Het eerste internationale filmfestival Breda begon met de Nederlandse première van The Reader. Voor mij betekende het uiteindelijk een vijfdaagse onderdompeling in alles wat met film te maken had, inclusief afterparty’s in festivalcafé Het Hijgend Hert.
Er is met een hoop scepsis geschreven over het festival. Breda moest ook zo nodig een eigen filmfestival hebben. Toch is het festival meer dan zomaar een filmfestivalletje.

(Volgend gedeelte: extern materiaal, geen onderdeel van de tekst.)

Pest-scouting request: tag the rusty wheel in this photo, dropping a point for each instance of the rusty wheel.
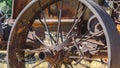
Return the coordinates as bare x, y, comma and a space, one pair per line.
65, 33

Met het vorig jaar geopende Graphic Design Museum, de kunstacademie Sint Joost en het tweejaarlijkse Graphic Design Festival, dat wordt afgewisseld met Breda Photo, krijgt het culturele leven in Breda een eigen, onderscheidend karakter. Dat karakter wordt gemakshalve omschreven met het containerbegrip Beeldcultuur, maar in Breda richt het zich met name op Grafische Vormgeving, Photo en Film.
In het programma van het filmfestival was dan ook ruim plaats voor animatie en korte film. Daarnaast was er een heel randprogramma in, jawel, het Graphic Design Museum en waren er verspreid over de binnenstad film- en kunstprojecties in de open lucht. Het programma, vier dagen lang in de zeven zalen van de Mustsee-bioscoop, bevatte daarnaast ook een tamelijk laagdrempelig algemeen programma. Een enkeling vond het festival juist daardoor te weinig onderscheidend. Maar ik denk dat de organisatie daar juist een goede keuze heeft gemaakt. Niemand zit te wachten op een niche-festival dat alleen door een paar kenners wordt bezocht. De bredere programmering moet het festival voor iedereen toegankelijk houden. En met 10.000 bezoekers op de eerste editie lijkt dat heel aardig gelukt.
Volgend jaar een passe-partout. Voor mij wel, zeker weten. Al vast in de agenda: 24 tot 28 maart in Breda.